The "Stop the War on Coal Act of 2012" forms a committee to study the cumulative cost of federal regulations. Dr. Benishek's amendment requires this committee to examine the health impacts on citizens that are associated with regulatory costs. The amendment will require federal agencies to do a more thorough cost-benefit analysis when writing new rules and regulations.
Economic experts report that small businesses currently face annual regulatory costs that add up to $10,000 per employee. These regulatory costs often force businesses to lay off workers and prevent them from hiring new employees. A 2011 study by Stony Brook University found that the risk of premature death was 63 percent higher for people who experienced extended periods of unemployment.

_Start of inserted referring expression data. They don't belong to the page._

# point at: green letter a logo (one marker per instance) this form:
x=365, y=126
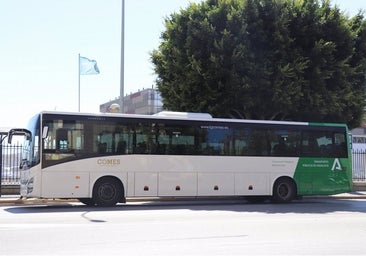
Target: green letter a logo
x=337, y=165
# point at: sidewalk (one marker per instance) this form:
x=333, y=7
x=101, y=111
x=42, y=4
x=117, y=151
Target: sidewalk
x=16, y=200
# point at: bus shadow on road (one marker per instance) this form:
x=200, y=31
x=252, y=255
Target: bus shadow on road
x=305, y=206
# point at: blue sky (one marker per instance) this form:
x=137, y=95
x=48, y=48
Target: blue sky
x=41, y=40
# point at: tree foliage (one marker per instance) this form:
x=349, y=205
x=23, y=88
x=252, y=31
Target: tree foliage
x=264, y=59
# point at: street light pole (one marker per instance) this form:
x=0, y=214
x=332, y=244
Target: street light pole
x=121, y=94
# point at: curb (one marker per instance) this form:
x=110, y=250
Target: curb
x=36, y=201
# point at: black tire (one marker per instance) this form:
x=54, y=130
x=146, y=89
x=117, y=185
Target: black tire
x=87, y=201
x=107, y=192
x=284, y=190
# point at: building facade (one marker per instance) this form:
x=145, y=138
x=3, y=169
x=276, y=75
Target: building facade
x=146, y=101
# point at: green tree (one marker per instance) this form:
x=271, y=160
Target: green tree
x=264, y=59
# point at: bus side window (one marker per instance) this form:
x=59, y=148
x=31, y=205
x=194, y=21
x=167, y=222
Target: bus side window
x=61, y=139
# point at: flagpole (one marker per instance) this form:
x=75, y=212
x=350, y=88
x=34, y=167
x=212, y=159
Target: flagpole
x=79, y=83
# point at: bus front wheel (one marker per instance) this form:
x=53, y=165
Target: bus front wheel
x=284, y=190
x=87, y=201
x=107, y=192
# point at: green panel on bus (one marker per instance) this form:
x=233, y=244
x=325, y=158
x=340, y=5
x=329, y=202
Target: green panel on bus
x=323, y=176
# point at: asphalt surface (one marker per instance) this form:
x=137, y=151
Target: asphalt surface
x=16, y=200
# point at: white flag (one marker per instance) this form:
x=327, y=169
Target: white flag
x=87, y=66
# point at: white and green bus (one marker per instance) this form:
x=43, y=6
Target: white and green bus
x=102, y=159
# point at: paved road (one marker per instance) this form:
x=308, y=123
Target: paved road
x=308, y=227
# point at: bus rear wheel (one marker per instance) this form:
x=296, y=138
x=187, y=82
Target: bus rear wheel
x=107, y=192
x=284, y=190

According to the Institute for Energy Research, Michigan may lose six electric power plants due to new federal regulations. Dr. Harvey Brenner of the University of North Texas has found that a large scale closure of power plants and the subsequent job losses could cause between 170,000 and 300,000 premature deaths nationwide.
"I've been travelling all over Northern Michigan meeting with business owners who are telling me that federal regulations are making it hard for them to hire new employees. Our job providers should not be forced to lay off more workers because Washington regulators are imposing costly new rules. We need to get Washington out of the way and get this economy moving again," added Dr. Benishek.